Needless to say, Evgeni had the KHL on his radar ever since the conclusion of his pact with the Sharks. Considering the small niche for teams in need of top-flight goaltending as it was – a niche possibly shrunken by the performances of the cheap Michael Leighton and Antti Niemi in their respective teams' run to the Stanley Cup finals – the return to Europe had been pegged as a possibility for quite some time in anticipation of not being offered top dollar for his services.

"There wasn't much interest going on [in the NHL]," Nabokov explained to ESPN.com. "We had a couple of [NHL] teams interested ... but I had to make my decision pretty quick."

SKA president Alexander Medvedev declined to divulge further detail on the agreement outside of its length, though its monetary spoils have been speculated by Russian Hockey Fans writer Alexander Zaitsev to be worth about $24 million, seeing his annual intake to be right on par with the $6 million handed to him in 2009-10 by San Jose, a price higher than any NHL team had been willing to offer this summer.

Interestingly enough, while his movement overseas is a grand enough development in NHL circles in and of itself, it too has an impact on the Ilya Kovalchuk saga.
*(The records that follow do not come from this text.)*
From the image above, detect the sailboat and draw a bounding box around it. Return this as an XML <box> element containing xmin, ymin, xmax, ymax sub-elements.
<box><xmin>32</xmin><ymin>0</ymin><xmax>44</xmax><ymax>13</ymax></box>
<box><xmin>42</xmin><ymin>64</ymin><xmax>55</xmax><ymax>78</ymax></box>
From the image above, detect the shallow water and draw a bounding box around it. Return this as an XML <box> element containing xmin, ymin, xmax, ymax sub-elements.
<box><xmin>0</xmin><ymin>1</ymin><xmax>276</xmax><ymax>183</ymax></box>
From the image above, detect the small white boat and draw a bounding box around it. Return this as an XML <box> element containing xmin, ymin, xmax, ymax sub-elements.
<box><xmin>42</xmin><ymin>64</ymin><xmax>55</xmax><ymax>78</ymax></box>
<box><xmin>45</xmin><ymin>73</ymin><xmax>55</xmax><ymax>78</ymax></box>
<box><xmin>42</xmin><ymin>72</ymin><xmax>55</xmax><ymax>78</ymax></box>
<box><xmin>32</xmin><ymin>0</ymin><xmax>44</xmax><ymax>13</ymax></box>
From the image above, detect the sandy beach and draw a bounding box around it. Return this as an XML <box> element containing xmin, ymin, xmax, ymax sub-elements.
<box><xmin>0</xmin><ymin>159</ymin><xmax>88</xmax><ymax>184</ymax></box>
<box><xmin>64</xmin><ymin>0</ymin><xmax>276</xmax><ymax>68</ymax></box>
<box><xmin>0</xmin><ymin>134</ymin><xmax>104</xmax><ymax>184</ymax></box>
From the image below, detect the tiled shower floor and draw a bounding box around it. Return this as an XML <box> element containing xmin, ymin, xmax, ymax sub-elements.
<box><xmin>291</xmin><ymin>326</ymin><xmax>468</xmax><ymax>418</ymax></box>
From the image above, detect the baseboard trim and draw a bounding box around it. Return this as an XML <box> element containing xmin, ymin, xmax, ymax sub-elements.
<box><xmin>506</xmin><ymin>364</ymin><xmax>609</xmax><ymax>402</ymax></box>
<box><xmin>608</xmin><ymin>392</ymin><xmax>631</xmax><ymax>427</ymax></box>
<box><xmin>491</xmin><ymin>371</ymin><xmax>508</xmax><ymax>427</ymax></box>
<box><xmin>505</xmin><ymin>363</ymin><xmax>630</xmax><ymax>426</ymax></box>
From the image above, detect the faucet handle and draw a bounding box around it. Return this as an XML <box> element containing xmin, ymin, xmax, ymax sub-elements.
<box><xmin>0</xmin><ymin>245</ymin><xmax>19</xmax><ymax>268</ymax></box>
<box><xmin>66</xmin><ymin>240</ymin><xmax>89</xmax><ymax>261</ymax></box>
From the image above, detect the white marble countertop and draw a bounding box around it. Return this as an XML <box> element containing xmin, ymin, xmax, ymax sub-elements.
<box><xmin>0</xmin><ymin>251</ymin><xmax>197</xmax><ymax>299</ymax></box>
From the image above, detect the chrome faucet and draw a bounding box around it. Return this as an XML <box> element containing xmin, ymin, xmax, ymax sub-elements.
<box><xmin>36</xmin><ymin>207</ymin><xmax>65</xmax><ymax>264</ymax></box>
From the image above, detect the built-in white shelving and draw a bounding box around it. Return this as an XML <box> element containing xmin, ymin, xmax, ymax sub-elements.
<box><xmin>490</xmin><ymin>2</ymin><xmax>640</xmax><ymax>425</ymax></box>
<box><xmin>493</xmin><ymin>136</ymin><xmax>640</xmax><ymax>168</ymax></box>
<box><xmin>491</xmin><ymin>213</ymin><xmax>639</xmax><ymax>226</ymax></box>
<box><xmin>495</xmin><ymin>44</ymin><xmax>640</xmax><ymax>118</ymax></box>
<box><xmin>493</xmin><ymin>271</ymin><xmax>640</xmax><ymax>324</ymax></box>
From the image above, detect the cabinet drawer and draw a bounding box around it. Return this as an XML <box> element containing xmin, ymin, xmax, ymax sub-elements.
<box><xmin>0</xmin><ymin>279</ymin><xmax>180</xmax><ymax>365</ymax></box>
In the time leading up to the opening of the free agent window on the first of July, SKA had purportedly approached the dynamic right winger with a contract upward of $42 million over three seasons.

By adding Nabokov today, however, the Saint Petersburg outfit has made their potential import of Kovalchuk impossible.

Under KHL salary cap rules, each franchise is allowed to exclude one player's earnings from the salary ceiling of roughly $18 million, regulation akin to Major League Soccer's "Beckham Rule."

Now, to put it simply, Nabokov's deal puts SKA over that limit, giving the club no option but to designate the mask as their marquee man, their cap-excused player. And thus, no longer is there room in Saint Petersburg for the deal reportedly extended toward Kovalchuk.

In the end, though, by SKA Saint Petersburg incorporating Evgeni Nabokov into its ranks, the Kontinental Hockey League has pulled off its highest-profile coup to date, robbing its North American counterpart of one of its top, in-form talents, seeing that "the Russian Factor" gains yet more credence.